Girl standing in room next to poster

Anna at the Ohio Youth Advocacy Board January Meeting. Photo credit: http://overcominghurdlesinohio.blogspot.com/

In her old world,  “Anna” was used to people making decisions for her. But now, Anna lives on her own (and makes her own decisions) at Independence Place, YWCA Greater Cleveland’s permanent supportive housing facility for homeless youth and youth like Anna who’ve aged out of the foster care system. Instead of others speaking for her, Anna is now using skills gained through the YWCA’s NIA (Nurturing Independence and Aspirations) Program to raise her voice as an advocacy tool.

That tool was put to use recently when Anna and fellow Independence Place resident “Candace” participated in the Ohio (Overcoming Hurdles in Ohio) Youth Advisory Board (YAB) meeting in Columbus. Designed to provide youth input to the policies and practices that affect all youth who have or will experience “out-of-home” care, the OHIO YAB brings youth from across the state together on a quarterly basis. Anna and Candace were more than willing to make the jaunt to Columbus and speak on behalf of youth in Cuyahoga County.

After the meeting, Anna described the gathering as “awesome.”

I liked how people in my situation spoke up and shared thoughts on what is happening in different counties across the state.”

Anna participated in several breakout sessions, including one about plans for OHIO YAB Instagram and videos, noting it was good to see the group talking about ways to leverage their conversations on a statewide level.

Kate Lodge, YWCA Program Director for A Place 4 Me, asked Anna and Candace to participate in the OHIO YAB forum, because in her work, Kate firmly believes all youth must have a place where they can learn life skills and have a voice in the system.

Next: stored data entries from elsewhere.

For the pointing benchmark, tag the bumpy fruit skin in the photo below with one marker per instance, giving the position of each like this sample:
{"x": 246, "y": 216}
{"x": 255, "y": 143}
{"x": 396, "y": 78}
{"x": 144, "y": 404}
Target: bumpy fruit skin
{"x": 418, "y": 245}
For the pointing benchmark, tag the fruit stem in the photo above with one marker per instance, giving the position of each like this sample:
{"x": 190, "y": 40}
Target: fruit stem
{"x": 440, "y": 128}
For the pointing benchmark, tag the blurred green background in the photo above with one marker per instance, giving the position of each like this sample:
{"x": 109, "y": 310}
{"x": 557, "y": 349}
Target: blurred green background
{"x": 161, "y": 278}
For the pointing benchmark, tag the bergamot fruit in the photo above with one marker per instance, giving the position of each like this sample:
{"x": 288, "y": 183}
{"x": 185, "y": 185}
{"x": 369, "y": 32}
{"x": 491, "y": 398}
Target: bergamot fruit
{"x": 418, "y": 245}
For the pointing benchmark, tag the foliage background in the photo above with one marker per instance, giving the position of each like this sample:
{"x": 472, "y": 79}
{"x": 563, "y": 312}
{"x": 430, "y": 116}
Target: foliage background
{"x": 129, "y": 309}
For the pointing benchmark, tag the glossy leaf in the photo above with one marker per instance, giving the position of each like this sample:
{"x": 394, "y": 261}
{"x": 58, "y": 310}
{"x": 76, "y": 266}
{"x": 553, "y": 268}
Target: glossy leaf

“We are working on system-level changes,” Kate noted. For our youth to be heard, “we must have a seat at a bigger table to shape how federal, state and even local dollars are used. We are seeing traction at the state and local level. People are coming together to build a better system. Some things are hard for the public system to hear, but it challenges them to keep focused on the goal of making things better.”

Anna was really jazzed about her opportunity to be heard and make a difference. “I would definitely go back,” she said. Let’s hope she’s marked her calendar for April 16, 2015 – the date of the next OHIO YAB meeting.